I’m no stranger to that feeling. When I finally graduated from high school, I was excited to go to college, but I was also terrified because I had no idea what to do next. I had worked tirelessly to accomplish my goals, but I hadn’t taken the time to reflect on who I really was. And when I got to campus, I felt even more lost. But instead of taking a break—instead of reflecting on who I really was and what I really wanted—I gravitated toward what knew best: work and coffee and work and coffee, the positive feedback loop of toxic productivity. I became obsessed with being the best, not because I loved what I was doing, but because of the faux sense of accomplishment it gave me. It didn’t help that I’d been rewarded for this kind of behavior my whole life, especially in school. 

“People were trained to become mini-adults,” explains journalist Anne Helen Petersen. “They get into high school and college and a job, and they don’t know anything else other than how they can work all the time. They don’t know what being happy is, they don’t have that space, they don’t know who they are. And so you get millennials in crisis, existential or anxiety, because what else is there but my ability to work?”  

I didn’t internalize this until a few months ago, when the pandemic hit and I was no longer able to waste my days away in coffee shops. I started working a 9-5 remote job that I hate, chugging coffee in my living room just to feel alive. After a while, the caffeine stopped affecting me, and I was left with nothing but a bad headache. And myself.

The pain was so unbearable that I had to take a day off from work. I lied in my bed, staring at the cracks on the ceiling, a million thoughts spinning in my head. A million things I needed to do. Why was I so afraid of doing nothing?

There is a power to doing nothing at all—of being alone without obligation, of existing completely in the present moment—but capitalism strips us of it. Instead, it tells us that “nothingness” is no different from worthlessness. That if we clear our schedules of superficial tasks and expectations, if we toss out our to-do lists and turn off our phones even for a few hours, our lives are no longer meaningful. 
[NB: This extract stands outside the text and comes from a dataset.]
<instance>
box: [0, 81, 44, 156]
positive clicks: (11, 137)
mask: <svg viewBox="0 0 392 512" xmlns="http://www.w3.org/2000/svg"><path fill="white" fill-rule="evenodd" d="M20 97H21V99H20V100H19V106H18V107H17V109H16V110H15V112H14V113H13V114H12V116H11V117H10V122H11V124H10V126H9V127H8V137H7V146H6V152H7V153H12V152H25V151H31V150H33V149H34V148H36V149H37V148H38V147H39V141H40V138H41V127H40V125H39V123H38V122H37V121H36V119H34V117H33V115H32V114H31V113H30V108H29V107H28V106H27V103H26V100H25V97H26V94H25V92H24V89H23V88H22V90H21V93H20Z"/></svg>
Life doesn’t have to be this way. We can reconnect with our inner-child—the version of ourselves whose passions and interests weren’t tainted by expectations of productivity, who could spend hours painting or reading or frolicking through a field.

I miss those moments. The moments when coffee wasn’t coffee, but time spent with family and friends. I miss coffee shops before I could remember coffee shops and the smell of my father’s roasted beans. I miss coffee as a language spoken between me and my family. But most of all, I miss me.